5.12.2008

Raw Milk and the Free Market

Raw milk, the unpasteurized white stuff that has the audacity to come out of a cow bearing microbes, is illegal in the U.S. and in most countries. Heating the stuff got rid of over 90% of the cases of things like e-coli. Not bad. On the other hand, there are (possibly credible) assertions that pasteurization also kills a lot of good bacteria - both those that help and those that hurt us just enough to spark an immune response.

Now, I am not for overturning the raw milk ban. I think that the cost of offering a product known to carry dangerous pathogens to a public that is rarely educated enough to understand what that means will surely result in higher public-health costs.

That said, I wonder whether a limited mechanism for acquiring the stuff might be reasonable. Raw milk is a small enterprise, so prices will be high. They can be higher still if you regulate the practice and require people to test cows for the bacteria we worry about most. That will drive the cost to at the very least double that of regular milk, so only the truly committed will buy it. Add to that a continuing prohibition on serving it to anyone under, say 18, and I think you have a reasonable solution.

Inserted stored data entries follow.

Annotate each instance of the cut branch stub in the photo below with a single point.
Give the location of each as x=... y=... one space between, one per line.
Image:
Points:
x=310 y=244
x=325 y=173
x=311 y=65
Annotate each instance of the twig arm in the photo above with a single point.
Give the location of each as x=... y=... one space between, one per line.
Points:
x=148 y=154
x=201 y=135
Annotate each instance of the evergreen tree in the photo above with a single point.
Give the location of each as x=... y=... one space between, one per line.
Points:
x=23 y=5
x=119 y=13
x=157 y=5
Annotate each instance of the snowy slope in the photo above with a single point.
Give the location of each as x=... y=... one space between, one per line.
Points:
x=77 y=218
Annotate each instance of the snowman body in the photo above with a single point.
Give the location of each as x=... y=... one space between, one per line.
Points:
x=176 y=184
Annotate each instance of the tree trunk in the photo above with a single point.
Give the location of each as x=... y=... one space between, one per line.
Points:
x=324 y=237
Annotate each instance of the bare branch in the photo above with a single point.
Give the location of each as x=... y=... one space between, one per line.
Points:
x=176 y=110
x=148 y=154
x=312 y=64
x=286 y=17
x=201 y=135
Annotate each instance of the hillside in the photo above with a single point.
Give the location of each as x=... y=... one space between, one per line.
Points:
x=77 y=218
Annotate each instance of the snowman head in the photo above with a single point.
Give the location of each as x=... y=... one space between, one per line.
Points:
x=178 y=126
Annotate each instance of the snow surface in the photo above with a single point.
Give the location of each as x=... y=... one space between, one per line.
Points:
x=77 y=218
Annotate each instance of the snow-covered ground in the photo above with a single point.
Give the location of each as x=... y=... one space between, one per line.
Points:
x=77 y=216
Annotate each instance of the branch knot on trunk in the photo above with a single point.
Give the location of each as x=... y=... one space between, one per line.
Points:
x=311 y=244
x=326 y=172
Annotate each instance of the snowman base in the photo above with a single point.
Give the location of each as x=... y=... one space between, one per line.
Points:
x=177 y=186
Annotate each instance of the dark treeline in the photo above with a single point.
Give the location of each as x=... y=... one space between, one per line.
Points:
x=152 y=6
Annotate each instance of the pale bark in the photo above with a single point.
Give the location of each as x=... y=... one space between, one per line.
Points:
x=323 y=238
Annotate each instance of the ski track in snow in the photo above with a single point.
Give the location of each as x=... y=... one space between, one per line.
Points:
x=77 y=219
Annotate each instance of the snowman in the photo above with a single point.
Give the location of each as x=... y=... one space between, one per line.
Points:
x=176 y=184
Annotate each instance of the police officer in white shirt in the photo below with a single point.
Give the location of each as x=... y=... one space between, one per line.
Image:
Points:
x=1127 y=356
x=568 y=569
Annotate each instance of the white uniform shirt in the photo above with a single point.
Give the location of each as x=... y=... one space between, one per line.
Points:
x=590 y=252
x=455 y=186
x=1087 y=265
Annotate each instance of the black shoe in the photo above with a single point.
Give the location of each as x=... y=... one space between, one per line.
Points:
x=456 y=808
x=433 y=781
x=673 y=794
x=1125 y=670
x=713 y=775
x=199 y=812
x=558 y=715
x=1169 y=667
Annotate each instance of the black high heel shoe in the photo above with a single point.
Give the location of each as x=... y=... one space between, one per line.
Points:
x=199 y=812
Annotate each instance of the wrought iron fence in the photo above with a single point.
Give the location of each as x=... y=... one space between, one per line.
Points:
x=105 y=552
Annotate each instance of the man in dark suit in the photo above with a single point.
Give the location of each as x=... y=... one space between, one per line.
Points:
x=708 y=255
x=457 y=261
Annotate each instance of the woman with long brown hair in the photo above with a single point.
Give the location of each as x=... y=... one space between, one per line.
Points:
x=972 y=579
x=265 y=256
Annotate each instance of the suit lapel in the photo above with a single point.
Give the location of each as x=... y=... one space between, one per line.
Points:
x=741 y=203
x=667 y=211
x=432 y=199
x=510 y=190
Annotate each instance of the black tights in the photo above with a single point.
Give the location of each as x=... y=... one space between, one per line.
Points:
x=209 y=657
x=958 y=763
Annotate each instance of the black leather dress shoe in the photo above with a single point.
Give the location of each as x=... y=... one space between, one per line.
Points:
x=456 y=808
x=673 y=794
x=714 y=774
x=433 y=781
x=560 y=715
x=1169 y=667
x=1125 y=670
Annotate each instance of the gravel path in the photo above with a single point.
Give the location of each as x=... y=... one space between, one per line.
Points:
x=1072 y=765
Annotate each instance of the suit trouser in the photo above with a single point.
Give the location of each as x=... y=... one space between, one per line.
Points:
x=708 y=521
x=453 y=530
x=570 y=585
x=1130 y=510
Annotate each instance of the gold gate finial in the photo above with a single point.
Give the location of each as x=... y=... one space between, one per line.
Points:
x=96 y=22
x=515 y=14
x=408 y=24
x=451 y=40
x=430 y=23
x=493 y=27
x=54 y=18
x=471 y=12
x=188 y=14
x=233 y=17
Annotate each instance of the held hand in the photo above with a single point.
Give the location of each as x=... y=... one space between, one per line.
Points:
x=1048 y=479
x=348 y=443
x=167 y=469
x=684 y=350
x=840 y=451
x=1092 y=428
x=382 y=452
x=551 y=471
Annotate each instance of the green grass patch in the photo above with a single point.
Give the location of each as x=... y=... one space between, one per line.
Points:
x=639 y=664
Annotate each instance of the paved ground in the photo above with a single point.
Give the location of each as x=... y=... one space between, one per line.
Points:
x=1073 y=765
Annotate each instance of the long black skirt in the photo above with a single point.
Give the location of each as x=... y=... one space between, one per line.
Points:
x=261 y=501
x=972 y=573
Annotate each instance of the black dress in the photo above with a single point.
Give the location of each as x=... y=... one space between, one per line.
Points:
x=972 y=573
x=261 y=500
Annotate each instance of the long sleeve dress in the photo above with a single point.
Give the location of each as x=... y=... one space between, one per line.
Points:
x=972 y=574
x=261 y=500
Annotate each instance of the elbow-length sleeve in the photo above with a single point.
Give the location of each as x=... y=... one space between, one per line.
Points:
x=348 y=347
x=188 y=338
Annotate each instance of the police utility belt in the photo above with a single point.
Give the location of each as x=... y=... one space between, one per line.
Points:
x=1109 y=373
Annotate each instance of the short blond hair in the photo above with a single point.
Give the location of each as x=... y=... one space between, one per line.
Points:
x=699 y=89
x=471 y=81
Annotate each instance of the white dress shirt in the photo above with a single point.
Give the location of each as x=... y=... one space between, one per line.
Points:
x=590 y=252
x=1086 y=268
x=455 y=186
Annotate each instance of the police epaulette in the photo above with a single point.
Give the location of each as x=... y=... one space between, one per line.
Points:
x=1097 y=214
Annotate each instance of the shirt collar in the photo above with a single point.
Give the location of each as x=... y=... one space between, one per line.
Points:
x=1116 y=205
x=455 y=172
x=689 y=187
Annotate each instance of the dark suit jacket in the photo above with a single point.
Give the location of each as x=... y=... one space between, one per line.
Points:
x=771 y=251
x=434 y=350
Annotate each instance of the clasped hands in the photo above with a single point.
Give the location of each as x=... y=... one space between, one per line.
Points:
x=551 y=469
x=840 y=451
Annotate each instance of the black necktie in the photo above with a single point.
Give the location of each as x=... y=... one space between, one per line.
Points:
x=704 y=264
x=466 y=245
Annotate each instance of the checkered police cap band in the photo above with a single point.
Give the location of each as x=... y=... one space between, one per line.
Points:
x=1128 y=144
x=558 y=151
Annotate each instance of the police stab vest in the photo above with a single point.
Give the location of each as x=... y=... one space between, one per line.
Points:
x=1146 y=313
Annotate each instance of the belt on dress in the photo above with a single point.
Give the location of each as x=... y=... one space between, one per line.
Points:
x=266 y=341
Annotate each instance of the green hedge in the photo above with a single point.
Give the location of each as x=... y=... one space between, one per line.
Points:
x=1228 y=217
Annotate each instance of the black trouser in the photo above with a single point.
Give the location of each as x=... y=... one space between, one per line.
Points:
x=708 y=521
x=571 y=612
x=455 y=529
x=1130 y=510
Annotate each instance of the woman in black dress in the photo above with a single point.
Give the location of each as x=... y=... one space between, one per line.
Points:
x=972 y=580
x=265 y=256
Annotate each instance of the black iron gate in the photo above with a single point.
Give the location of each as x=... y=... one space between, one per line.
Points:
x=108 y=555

I understand that the claimed immunological benefit of raw milk is best felt early in life, but I'd need to see hard evidence on a large scale showing that it is so before I would permit parents to serve it to kids willy nilly. And this isn't the first product we won't serve to kids...there is no reason to fear feeding honey to infants now that it is pasteurized, and absolutely no ill-health effect of alcohol on the body of, say, an 8 y.o., but we regulate both of those due to...you guessed it...the public health cost.

1 comment:

Anonymous said...

It is a bit misleading to say that "[r]aw milk . . . is illegal in the U.S. and in most countries." In fact, it is a violation of federal law to sell raw milk across state lines in interstate commerce. However, selling raw milk within a state does not violate federal law, and it is actually legal in some states (although often subject to restrictions). http://www.fda.gov/fdac/features/2004/504_milk.html
A few states allow the sale of raw milk by dairy farmers, while, I think one state imposes no restrictions at all. In some states the law can be circumvented by purchasing a share of a cow, allowing the manager of the cow to distribute a share of the milk to the various owners.